Profit vs. Sustainability

Like many aspects of climate change, however, the potential for a few people to make short-term profits has overshadowed scientific modeling and warnings of the future destruction of the planet. Deforestation in the Amazon has notably paved the way for industrial agriculture to raise crops and livestock, making the land that once was the lungs of the earth into a commodity with greater immediate economic value. Intentional blazes in Indonesia clear land for the cultivation of lucrative palm oil. Fires in northern Russia were until recently allowed to burn unless it was financially detrimental to the government, as the fires often impact wholly unpopulated, sparsely populated, or indigenous lands without much economic value to the governments controlling them. These practices underscore the realities of land and forest management—unprotected, forests stand no chance when profit is able to be realized.

This raises the troubling issue of severely weakened natural resource protection within the United States, the wealthiest and most influential country up to the present. At the G7, POTUS remarked, “We are the number one energy producer in the world. It is tremendous wealth . . . I am not going to lose that wealth on dreams, on windmills, which frankly are not working that well.” Following up on these sentiments, on September 12th the Arctic National Wildlife Refuge opened its coastal lands to petroleum development lease offers under the executive branch’s Bureau of Land Management. While litigation will likely stall immediate development, the message from leadership rings loudly and clearly: federal policy is to disregard environmental impact as much as possible. It comes as no surprise for a President without expertise in any scientific domain, let alone climate, following up the aforementioned remarks with, “I think I know more about the environment than most people.”

Here, the underlying issue emerges; those charged with defending the public interest, especially under the 45th President, utterly fail to uphold the decades of precedent in protecting federal lands. Despite American innovation, entrepreneurship, creativity, and determination, those in power insist on attempting to revert to an imagined, utopian, white-washed past, where fossil fuels did, in reality, play an outsized role in accelerating the generation of wealth.

Solutions

Fortunately, we live in the twenty-first century, and like our ancestors, it is safe to assume the majority of us envision not only a livable future, but a prosperous one, for ourselves and our descendants. The science is in, and continuing to perpetuate carbon-based economic expansion will certainly leave our planet in worse shape if not uninhabitable. Change is arduous, at times costly in the immediate term, and certainly not without pitfalls. But any semblance of social equity in the long-term requires taking on the challenge head-on, without fear of what the future holds but rather resolute determination toward what we, as a remarkably capable species, may achieve. 

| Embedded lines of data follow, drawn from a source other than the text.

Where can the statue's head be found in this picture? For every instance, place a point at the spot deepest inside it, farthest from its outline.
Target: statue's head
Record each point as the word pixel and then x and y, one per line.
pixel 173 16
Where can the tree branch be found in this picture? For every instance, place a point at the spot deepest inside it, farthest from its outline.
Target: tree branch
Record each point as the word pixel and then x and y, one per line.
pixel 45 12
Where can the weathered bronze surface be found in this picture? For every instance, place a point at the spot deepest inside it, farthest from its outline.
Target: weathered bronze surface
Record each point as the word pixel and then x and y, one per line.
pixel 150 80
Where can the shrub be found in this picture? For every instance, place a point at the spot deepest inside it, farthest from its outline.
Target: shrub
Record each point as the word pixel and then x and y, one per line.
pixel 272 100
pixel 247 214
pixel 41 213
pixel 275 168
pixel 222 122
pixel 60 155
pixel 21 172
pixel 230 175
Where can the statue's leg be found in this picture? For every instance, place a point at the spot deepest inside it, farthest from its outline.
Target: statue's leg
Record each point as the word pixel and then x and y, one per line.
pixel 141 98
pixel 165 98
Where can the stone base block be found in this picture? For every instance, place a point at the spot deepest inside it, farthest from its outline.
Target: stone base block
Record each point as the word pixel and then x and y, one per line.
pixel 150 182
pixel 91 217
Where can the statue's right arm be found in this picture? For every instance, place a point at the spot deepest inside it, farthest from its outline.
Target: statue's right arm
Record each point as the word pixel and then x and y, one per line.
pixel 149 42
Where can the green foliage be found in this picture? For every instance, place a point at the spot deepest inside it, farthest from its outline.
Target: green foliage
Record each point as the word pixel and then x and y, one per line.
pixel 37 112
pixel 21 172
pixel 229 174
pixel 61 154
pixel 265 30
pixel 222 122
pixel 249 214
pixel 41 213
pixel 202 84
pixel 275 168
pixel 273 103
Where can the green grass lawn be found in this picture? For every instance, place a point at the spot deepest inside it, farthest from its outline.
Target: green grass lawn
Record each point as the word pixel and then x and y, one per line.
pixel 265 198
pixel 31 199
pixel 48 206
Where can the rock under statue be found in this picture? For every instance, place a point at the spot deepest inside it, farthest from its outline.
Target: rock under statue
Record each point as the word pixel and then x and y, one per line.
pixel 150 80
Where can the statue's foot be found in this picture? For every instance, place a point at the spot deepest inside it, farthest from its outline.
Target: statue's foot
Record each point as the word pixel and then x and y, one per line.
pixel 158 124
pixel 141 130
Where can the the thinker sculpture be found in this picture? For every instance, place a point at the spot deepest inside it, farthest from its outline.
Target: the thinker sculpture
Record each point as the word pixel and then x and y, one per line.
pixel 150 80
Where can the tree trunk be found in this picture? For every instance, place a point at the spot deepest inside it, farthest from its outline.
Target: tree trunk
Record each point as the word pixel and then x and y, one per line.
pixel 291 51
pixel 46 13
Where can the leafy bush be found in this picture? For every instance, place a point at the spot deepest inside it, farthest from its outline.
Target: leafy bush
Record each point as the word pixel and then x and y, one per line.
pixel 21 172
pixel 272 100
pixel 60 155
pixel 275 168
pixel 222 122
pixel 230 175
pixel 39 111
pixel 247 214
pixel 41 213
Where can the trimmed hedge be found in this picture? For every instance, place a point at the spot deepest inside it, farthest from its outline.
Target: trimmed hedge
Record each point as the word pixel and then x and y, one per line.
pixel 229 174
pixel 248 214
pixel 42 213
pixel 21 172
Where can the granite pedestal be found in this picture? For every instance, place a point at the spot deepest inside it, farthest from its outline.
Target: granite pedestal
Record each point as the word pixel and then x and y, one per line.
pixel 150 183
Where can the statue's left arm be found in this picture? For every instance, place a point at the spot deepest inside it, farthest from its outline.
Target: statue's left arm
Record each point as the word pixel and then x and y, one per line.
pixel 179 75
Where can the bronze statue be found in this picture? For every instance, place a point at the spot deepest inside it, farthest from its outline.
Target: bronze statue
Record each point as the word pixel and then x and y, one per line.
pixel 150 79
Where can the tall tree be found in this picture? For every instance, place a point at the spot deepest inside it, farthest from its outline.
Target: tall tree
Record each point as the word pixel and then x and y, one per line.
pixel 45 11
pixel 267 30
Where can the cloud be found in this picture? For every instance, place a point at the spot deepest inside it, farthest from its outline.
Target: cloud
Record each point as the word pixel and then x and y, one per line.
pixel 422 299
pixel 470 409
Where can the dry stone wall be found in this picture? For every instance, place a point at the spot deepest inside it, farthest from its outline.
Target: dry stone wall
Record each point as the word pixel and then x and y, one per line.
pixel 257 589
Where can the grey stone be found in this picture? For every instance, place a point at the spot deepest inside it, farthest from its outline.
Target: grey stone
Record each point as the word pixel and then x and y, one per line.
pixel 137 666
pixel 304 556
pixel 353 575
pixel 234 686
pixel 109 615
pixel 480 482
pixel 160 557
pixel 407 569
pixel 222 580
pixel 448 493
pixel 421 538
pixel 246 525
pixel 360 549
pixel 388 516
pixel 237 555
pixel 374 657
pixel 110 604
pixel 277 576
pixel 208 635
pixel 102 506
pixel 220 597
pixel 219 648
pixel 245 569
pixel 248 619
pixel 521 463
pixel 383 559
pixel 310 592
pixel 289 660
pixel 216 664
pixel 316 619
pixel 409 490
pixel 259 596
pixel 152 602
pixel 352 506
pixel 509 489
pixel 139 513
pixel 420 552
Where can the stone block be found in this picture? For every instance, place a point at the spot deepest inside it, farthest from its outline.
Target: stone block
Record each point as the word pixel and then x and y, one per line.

Besides ending fossil fuel dependence, which is a different topic entirely, reforestation is the best thing we can do to protect the earth. Ireland recently pledged to plant 440 million trees by the year 2030. Earlier this year, Ethiopia embarked on a plan to plant 4 billion trees which will also help alleviate drought since trees help soil store more water. In 2016, almost a million volunteers in India planted 50 million trees in a single day, according to National Geographic.

In the Amazon specifically, the nonprofit Conservation International announced a plan in 2017 to plant 73 million trees in the Brazillian Amazon 2023. Conservation International could not be reached for comment on how the election of Balsanaro or the recent fires have impacted their plan.